I have a $d$-dimensional hypercube in a $d$-dimensional space. I want to find out the number of "faces" of the hypercube that a 2D plane can intersect simultaneously.
The 2D plane can be written as the intersection of $d-2$ hyperplanes:
$$\langle \pmb{p} - \pmb{v_1}, \pmb{n_1} \rangle = 0, ..., \langle \pmb{p} - \pmb{v_{d-2}}, \pmb{n_{d-2}} \rangle = 0$$
So the intersection with a hyperplane, requires adding the hyperplane's equation to the system, and in the general case results in a 1D intersection set (in special cases it may be a 2D set, or a 0D set). The issue is that faces are bounded along each dimension (let's assume to $(0,1)$). So some of the resulting planar intersections need not be counted.
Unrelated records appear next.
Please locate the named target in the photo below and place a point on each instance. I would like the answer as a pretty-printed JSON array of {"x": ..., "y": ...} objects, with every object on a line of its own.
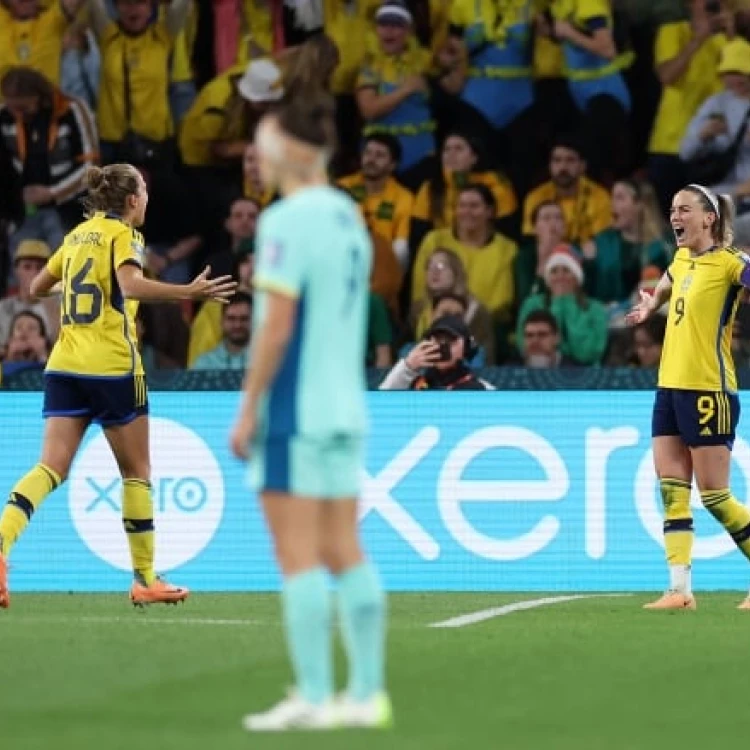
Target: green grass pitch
[{"x": 87, "y": 672}]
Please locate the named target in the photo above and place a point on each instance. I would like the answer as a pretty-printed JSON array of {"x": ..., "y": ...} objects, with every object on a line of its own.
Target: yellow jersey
[
  {"x": 97, "y": 332},
  {"x": 147, "y": 58},
  {"x": 505, "y": 196},
  {"x": 697, "y": 354},
  {"x": 681, "y": 100},
  {"x": 36, "y": 42},
  {"x": 387, "y": 214},
  {"x": 205, "y": 121},
  {"x": 587, "y": 213},
  {"x": 489, "y": 270}
]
My conjecture is that at most 4 faces may be intersected (as in the 3d case), but I am unsure how to prove it/disprove it. If the intersection is of the plane coinciding with a face the intersection set is 2D, if the intersection is with a corner the set is 0D, in all other cases it is 2D.
My conjecture for a $k$-D plane is that the maximum number of intersected faces is $2^k$, but I am unsure how I can formalize that idea.
Let the cube be $0\le x,y,z\le1$. The plane $x+y+z=3/2$ cuts all six faces of the cube.